Among organisations piloting or deploying autonomous business capabilities, approximately 80% report workforce reductions, according to a May 2026 survey by the business and technology analyst firm Gartner.
However, those reductions do not appear to translate into return on investment (ROI).
The survey also found that workforce reduction rates were nearly equal among respondents reporting higher ROI from autonomous technologies and those experiencing only modest gains or negative outcomes.
According to the press announcement, Gartner surveyed 350 global business executives in the third quarter of 2025 to understand the current state of autonomous business at enterprises. Qualifying organisations reported enterprise-wide annual revenue of at least $1 billion or equivalent, and they had been piloting or had already deployed at least one of the following:
AI agents, intelligent automation or autonomous technologies.
What Gartner describes as “Autonomous Businesses” are set to grow further as AI agents become more widespread. The company predicts that spending on AI agent software will reach $206.5 billion in 2026 and $376.3 billion in 2027, up from $86.4 billion in 2025.
Furthermore, the analysts highlighted that utilising technologies such as AI agents, intelligent automation, RPA, digital twins, and tokenised assets, an Autonomous Business will enable organisations to transition from simple augmentation and automation to true autonomy, where both machines and people have greater autonomy. This does not mean a business without humans; rather, it means a business with humans amplified.
“Many CEOs turn to layoffs to demonstrate quick AI returns; however, this disposition is misplaced,” said Helen Poitevin, Distinguished VP Analyst at Gartner. “Workforce reductions may create budget room, but they do not create return. Organizations that improve ROI are not those that eliminate the need for people, but those that amplify them by aggressively investing more in skills, roles and operating models that allow humans to guide and scale autonomous systems.”
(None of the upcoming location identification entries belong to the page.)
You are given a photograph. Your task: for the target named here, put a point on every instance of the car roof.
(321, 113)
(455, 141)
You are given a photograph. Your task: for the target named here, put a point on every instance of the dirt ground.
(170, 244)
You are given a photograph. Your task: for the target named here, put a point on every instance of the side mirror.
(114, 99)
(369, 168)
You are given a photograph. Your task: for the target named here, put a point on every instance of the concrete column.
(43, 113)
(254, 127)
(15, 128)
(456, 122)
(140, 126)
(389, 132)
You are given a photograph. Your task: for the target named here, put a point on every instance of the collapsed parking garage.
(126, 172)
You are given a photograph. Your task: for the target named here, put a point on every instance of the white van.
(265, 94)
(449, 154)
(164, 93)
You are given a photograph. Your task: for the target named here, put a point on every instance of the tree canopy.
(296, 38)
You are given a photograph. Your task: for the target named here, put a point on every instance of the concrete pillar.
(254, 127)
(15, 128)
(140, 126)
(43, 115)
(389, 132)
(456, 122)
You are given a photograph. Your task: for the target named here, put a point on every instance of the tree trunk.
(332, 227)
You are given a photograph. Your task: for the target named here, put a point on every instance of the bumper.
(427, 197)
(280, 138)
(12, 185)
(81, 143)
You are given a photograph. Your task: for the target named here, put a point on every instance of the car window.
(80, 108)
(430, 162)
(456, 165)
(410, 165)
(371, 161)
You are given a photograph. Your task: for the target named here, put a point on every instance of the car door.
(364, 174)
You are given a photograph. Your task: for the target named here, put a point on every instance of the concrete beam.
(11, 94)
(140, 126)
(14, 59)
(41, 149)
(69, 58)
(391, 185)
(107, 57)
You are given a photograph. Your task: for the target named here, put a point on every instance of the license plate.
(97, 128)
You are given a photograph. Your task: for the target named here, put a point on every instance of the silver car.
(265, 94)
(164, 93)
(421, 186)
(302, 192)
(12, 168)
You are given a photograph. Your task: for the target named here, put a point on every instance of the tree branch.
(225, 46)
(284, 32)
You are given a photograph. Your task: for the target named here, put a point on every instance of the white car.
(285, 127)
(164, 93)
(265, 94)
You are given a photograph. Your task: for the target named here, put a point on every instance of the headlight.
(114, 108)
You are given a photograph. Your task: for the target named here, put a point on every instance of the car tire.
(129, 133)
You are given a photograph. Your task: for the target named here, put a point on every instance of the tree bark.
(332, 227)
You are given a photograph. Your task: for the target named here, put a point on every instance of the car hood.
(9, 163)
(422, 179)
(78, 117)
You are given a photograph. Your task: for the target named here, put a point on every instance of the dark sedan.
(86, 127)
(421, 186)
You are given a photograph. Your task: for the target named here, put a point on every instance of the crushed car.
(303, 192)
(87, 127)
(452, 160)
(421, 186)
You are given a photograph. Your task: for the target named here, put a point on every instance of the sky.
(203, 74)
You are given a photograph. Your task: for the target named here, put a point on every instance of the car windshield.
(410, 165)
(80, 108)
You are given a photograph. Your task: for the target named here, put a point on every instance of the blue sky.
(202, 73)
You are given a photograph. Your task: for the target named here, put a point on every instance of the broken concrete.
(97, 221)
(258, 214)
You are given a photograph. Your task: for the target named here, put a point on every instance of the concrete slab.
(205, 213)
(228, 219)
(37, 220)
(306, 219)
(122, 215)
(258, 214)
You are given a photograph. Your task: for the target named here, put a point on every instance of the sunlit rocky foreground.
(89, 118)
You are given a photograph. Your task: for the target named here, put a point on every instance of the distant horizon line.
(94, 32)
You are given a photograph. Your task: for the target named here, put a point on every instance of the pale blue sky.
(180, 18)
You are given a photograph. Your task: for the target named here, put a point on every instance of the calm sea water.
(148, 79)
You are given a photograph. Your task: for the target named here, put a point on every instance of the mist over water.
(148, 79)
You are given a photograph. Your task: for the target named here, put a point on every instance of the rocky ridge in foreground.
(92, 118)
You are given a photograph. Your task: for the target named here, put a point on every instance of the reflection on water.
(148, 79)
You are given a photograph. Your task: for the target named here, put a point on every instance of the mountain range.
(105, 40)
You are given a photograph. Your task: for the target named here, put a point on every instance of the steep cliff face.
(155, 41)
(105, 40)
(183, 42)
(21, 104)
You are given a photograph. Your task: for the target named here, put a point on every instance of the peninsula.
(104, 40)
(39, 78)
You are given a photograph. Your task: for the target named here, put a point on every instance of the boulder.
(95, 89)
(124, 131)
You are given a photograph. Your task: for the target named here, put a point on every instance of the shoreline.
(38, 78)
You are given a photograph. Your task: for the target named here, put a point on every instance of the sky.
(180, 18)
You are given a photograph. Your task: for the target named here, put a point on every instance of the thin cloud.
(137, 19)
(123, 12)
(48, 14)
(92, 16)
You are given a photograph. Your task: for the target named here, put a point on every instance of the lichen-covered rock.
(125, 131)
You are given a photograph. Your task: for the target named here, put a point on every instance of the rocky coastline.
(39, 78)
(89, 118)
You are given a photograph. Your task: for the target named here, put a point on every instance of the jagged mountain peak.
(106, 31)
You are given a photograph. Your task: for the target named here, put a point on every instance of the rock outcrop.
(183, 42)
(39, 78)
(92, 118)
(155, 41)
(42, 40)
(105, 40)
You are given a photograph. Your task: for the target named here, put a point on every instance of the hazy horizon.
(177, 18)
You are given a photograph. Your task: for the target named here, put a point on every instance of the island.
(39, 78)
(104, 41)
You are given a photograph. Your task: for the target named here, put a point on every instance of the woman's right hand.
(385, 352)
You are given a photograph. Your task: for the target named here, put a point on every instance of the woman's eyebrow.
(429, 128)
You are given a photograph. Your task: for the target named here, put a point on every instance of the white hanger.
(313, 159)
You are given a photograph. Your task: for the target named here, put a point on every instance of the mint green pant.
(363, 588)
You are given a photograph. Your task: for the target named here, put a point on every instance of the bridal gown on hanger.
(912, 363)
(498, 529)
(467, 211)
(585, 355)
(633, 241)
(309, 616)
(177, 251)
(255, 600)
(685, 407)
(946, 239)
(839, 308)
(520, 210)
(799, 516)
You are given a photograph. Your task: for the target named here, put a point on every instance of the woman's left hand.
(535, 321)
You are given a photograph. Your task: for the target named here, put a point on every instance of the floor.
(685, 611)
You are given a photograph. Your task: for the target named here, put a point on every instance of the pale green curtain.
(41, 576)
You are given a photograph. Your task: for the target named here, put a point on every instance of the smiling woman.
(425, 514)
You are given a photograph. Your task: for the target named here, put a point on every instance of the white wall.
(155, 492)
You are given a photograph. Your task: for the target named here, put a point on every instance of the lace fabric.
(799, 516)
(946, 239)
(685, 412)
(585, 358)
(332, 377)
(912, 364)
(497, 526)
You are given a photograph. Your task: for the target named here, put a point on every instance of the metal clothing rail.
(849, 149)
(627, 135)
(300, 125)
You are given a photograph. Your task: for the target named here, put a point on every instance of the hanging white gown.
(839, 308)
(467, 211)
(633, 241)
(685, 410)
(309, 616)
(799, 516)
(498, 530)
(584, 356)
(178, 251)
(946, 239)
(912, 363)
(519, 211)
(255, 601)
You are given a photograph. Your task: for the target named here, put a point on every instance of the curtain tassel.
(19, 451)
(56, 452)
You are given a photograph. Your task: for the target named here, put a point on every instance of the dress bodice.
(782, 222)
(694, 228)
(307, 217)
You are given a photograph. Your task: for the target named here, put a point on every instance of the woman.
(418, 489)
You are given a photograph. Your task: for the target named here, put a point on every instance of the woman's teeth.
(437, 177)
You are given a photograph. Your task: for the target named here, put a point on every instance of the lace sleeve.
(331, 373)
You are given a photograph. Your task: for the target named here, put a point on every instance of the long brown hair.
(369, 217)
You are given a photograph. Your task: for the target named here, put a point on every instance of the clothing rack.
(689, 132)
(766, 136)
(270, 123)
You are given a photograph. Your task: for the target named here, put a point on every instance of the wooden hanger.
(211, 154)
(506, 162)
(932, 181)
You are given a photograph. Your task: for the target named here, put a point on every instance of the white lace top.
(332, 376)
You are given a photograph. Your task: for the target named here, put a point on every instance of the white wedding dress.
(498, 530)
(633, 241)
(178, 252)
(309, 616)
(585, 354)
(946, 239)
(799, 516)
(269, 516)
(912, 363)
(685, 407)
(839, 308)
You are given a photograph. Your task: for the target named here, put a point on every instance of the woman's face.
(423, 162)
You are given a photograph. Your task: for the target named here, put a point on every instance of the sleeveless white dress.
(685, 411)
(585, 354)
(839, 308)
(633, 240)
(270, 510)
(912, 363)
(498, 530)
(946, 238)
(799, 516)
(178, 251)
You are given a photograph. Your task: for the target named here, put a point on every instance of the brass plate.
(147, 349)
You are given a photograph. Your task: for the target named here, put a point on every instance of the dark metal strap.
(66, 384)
Autonomous Business Will Create More Work for Humans
Gartner highlighted that, as autonomy increases for both machines and people, and the demand for human workers rises rather than falls, the firm anticipates that autonomous businesses will create more jobs than they eliminate by 2028 to 2029, driven by new types of work that AI cannot handle.
“Lasting structural factors such as demographic decline and high-stakes, trust-dependent consumer moments will ensure human talent remains central to running, governing and scaling autonomous business,” concludes Poitevin.